El almirante que tenía el viento a su favor
Para los que no navegan es muy difícil comprender cómo se podían gobernar aquellos pesados barcos de vela que, por lo general, se arrastraban sobre la superficie de la mar a golpe de ingenio e intuición, y se hacía casi imposible combatir con ellos. Pero de todo ello le sobraba a Antonio Oquendo, extraordinario marino donostiarra, que aprendido las duras lecciones que siempre da la mar de su padre, otro magnífico hombre de mar, curtido en mil combates junto al más grande, el Marqués de Santa Cruz. Y, posiblemente, le contaría a su hijo cómo juntos lograron derrotar a los turcos otomanos en la batalla de Lepanto; o lo que sería mucho peor, cuando le vio morir a la edad de once años, a su regreso a casa derrotado por las tormentas y la impericia de quien Felipe II puso al mando de la mal llamada Armada Invencible. Por eso, cuando aquella mañana del 12 de junio de 1631 zarpó de Lisboa con rumbo a Brasil en su nuevo galeón, el Santiago, protegiendo a las carabelas portuguesas que transportaban a la infantería de marina española, tras conocer la provocación de los holandeses en tierras brasileñas, solo se trató para él de una travesía más, de otro litigio naval que resolver. Sin embargo, era consciente de que al otro lado del Atlántico le esperaba la fenomenal escuadra del Almirante holandés Adrian Pater, que pretendía expulsar a españoles y portugueses, que por entonces compartíamos imperio, del estado de Pernambuco en Brasil. Sin todavía divisar tierra el marino guipuzcoano fue el primero en ver los palos de los barcos enemigos y en un acto de gran pericia ordenó a los capitanes de las carabelas portuguesas que desembarcasen a la infantería de marina antes de entrar en combate y pudieran servir de refuerzo en tierra. De sobra sabía el veterano almirante que los barcos que tenía a su proa armaban cañones del doble de potencia que los suyos, por lo que su única preocupación consistió en ganar barlovento todo lo que pudo, cazando cabos al máximo y orzando hasta no poder más, lo que le otorgó una privilegiada posición de superioridad sobre la flota enemiga.

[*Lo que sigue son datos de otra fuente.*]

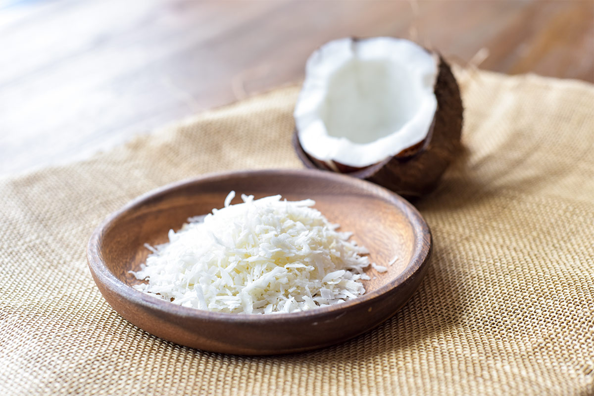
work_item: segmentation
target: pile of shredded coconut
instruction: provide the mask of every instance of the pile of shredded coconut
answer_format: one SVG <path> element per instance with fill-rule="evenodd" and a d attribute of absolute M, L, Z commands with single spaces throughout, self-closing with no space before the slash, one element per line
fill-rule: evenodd
<path fill-rule="evenodd" d="M 169 242 L 150 248 L 132 273 L 147 283 L 137 290 L 187 307 L 210 311 L 270 313 L 337 304 L 365 293 L 360 280 L 368 253 L 351 233 L 337 231 L 311 207 L 312 199 L 280 195 L 213 210 L 188 219 Z M 380 272 L 385 267 L 374 267 Z"/>

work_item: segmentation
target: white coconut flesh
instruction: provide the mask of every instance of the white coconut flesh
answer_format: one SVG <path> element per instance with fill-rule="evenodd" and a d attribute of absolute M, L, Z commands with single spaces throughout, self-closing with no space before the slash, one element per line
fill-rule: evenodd
<path fill-rule="evenodd" d="M 299 143 L 331 167 L 364 167 L 422 141 L 437 107 L 439 59 L 404 39 L 330 42 L 307 61 Z"/>

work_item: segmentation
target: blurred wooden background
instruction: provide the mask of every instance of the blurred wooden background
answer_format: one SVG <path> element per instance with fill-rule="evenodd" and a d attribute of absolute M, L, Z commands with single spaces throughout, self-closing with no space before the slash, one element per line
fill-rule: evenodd
<path fill-rule="evenodd" d="M 482 68 L 594 81 L 592 0 L 9 0 L 0 2 L 0 176 L 298 81 L 320 44 L 380 35 L 462 65 L 486 49 Z"/>

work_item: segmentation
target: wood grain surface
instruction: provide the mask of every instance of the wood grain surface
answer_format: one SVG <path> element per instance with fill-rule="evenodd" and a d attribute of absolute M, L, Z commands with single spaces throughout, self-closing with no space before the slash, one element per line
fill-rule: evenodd
<path fill-rule="evenodd" d="M 222 207 L 232 189 L 256 198 L 280 194 L 312 198 L 314 207 L 369 251 L 387 268 L 364 281 L 365 293 L 338 305 L 274 315 L 210 312 L 187 308 L 138 292 L 137 271 L 148 253 L 143 246 L 167 241 L 191 216 Z M 236 198 L 233 203 L 239 203 Z M 205 350 L 271 354 L 331 345 L 355 337 L 391 316 L 418 287 L 428 264 L 431 236 L 425 220 L 403 198 L 342 175 L 311 170 L 260 170 L 203 176 L 168 186 L 110 216 L 93 233 L 87 258 L 109 304 L 152 334 Z M 396 258 L 391 265 L 389 263 Z"/>
<path fill-rule="evenodd" d="M 0 5 L 0 175 L 298 81 L 332 39 L 405 37 L 462 65 L 592 82 L 593 31 L 589 0 L 10 1 Z"/>

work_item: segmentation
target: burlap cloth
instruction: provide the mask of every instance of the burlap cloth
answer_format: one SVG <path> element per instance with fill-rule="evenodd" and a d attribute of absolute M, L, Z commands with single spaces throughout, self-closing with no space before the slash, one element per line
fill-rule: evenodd
<path fill-rule="evenodd" d="M 321 350 L 242 357 L 153 337 L 105 302 L 85 256 L 100 221 L 153 188 L 300 167 L 296 87 L 0 180 L 2 395 L 594 394 L 594 88 L 458 77 L 467 153 L 415 202 L 435 240 L 426 278 L 386 323 Z"/>

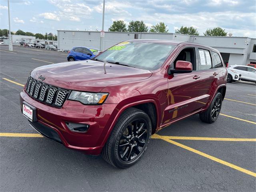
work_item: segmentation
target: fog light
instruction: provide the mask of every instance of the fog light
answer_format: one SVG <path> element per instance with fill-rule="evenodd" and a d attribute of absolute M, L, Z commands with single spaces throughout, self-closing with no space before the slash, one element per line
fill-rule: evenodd
<path fill-rule="evenodd" d="M 71 131 L 74 132 L 86 132 L 88 130 L 90 125 L 81 123 L 74 123 L 66 122 L 66 124 Z"/>

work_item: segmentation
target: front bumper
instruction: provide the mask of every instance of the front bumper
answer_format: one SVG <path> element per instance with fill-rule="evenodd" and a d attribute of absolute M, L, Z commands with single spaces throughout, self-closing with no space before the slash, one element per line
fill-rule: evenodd
<path fill-rule="evenodd" d="M 111 114 L 116 113 L 113 112 L 116 110 L 117 105 L 84 105 L 78 102 L 67 100 L 61 108 L 55 108 L 35 100 L 25 90 L 20 93 L 20 100 L 22 111 L 24 101 L 36 108 L 38 121 L 30 123 L 42 135 L 58 142 L 56 132 L 60 140 L 59 143 L 94 155 L 99 154 L 101 152 L 104 146 L 102 141 L 114 118 Z M 86 132 L 74 132 L 68 129 L 66 122 L 87 124 L 90 127 Z M 38 127 L 42 128 L 46 132 Z M 50 133 L 52 129 L 54 131 Z"/>

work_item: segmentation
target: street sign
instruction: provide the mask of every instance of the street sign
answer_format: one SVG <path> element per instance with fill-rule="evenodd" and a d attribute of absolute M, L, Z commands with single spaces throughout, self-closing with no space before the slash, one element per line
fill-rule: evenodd
<path fill-rule="evenodd" d="M 105 36 L 105 32 L 101 31 L 100 32 L 100 37 L 104 37 Z"/>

Con esa precisa maniobra, los galeones españoles pudieron moverse a su antojo impulsados por un viento franco y estable, mientras que los barcos enemigos solo podían huir o hacer frente en maniobras muy complicadas y de escasa movilidad y eficacia, lo que les dejó al antojo de las descargas de la flota española. Siempre fue esa privilegiada visón de la anticipación lo que le permitió a Oquendo adelantarse en los combates, ganando la superioridad en la mar, algo que solo te otorga tener el viento de tu lado, pues, sin velocidad, los galeones de la época eran torpes trozos de madera expuestos a los enemigos y al capricho de mareas y vientos. Pero este extraordinario marino empezó a navegar en el duro Cantábrico, donde los vientos soplan siempre de forma caprichosa, pues, o lo hacen brutalmente, o a penas las brisas del Este logran que los veleros hagan proa. Por ello, quien aprendió a mover barcos y velas en esas condiciones, cuando alcanzaban las costas bañadas por los constantes vientos Alisios se convertía en un verdadero maestro de la navegación, con una capacidad inusitada para situar sus naves donde sus ojos miraban. La batalla de Pernambuco, o de los Abrojos, termino deformado de «abre los ojos» se dio en un lugar plagado de bajos o escollos; los marinos de antaño marcaban esos lugares como abrolos, o abre los ojos, pues, de no hacerlo, naufragaban con suma facilidad. La gran victoria de Antonio Oquendo en las costas de Brasil en el siglo XVII, a pesar de los más de 580 españoles que fallecieron en el cruel combate, fue un verdadero éxito para la Real Armada Española, pues, la nave capitana holandesa también fue hundida e incendiada con su altanero y prepotente Almirante Pater a bordo de la embarcación.